Some of the faulty data health plans submitted included using the names of physicians that were not a part of the plan at all. For example, Aetna Health of California, Inc., greatly overinflated its reported specialist network by submitting the names of 30,000 cardiologists, dermatologists and allergists — three times higher than the number of specialists reported by any other health plan for those three provider types.
Fourteen plans also made simple mathematic calculation errors, requiring DMHC to spend significant time and resources to audit and correct data. “Errors of this type strongly suggest that health plans did not allocate the resources necessary to ensure appropriate report review and submission of accurate data, data for which they are required to attest accuracy under penalty of perjury," the report said.
According to DMHC, the serious and significant failure by California’s health plan industry to ensure gathering and submission of accurate timely access compliance data has forced the agency to take steps to protect California consumers and ensure access to care as required under the law.
“California’s health plan industry must immediately secure all resources necessary to gather data in accordance with the mandatory DMHC methodology and accurately report compliance in all future reports. Plans that do not comply will be subject to enforcement action,” the report said.
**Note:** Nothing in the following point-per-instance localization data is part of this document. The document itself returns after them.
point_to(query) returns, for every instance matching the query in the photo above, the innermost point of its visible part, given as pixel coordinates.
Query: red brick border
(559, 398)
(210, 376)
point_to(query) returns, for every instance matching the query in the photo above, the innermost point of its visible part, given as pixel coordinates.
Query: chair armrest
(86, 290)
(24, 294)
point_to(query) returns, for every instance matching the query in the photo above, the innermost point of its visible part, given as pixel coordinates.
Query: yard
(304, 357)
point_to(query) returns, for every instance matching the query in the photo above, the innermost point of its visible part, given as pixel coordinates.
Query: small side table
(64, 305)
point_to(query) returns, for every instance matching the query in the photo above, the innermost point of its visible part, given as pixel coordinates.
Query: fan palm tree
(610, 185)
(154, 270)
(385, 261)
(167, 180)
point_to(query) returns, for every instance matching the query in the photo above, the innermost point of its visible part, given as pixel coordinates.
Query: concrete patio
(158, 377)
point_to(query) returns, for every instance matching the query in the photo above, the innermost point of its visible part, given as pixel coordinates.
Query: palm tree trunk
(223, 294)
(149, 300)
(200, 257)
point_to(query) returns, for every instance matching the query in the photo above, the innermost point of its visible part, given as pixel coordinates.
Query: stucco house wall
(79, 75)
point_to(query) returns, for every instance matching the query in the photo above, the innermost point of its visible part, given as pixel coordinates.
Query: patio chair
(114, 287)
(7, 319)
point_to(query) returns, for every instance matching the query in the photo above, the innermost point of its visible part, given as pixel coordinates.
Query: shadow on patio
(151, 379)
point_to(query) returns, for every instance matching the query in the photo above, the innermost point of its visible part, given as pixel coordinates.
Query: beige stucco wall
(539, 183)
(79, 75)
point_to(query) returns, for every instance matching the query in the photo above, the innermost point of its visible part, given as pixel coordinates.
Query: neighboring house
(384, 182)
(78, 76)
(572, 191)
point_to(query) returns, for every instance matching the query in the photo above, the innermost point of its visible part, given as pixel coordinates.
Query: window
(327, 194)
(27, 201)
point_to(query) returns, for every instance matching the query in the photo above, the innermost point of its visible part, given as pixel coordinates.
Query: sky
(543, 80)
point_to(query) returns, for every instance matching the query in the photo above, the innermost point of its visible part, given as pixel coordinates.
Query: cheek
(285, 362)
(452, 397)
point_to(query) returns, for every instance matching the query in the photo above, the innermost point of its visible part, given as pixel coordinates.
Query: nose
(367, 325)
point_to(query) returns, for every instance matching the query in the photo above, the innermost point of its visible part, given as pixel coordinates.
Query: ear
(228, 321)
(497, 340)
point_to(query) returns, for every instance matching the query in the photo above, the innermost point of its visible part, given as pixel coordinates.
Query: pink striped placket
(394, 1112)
In an effort to gain better compliance with agency requirements, DMHC held an all-stakeholder meeting last month to discuss steps that must be taken by health plans to ensure that the 2016 compliance data—due to be submitted in March 2017—is validated and accurate.
Only four health plans submitted information without identifiable errors. Two were full-service health plans, Community Health Group and Inland Empire Health Plan. The two others specialize in behavioral health: Human Affairs International of California and Managed Health Network.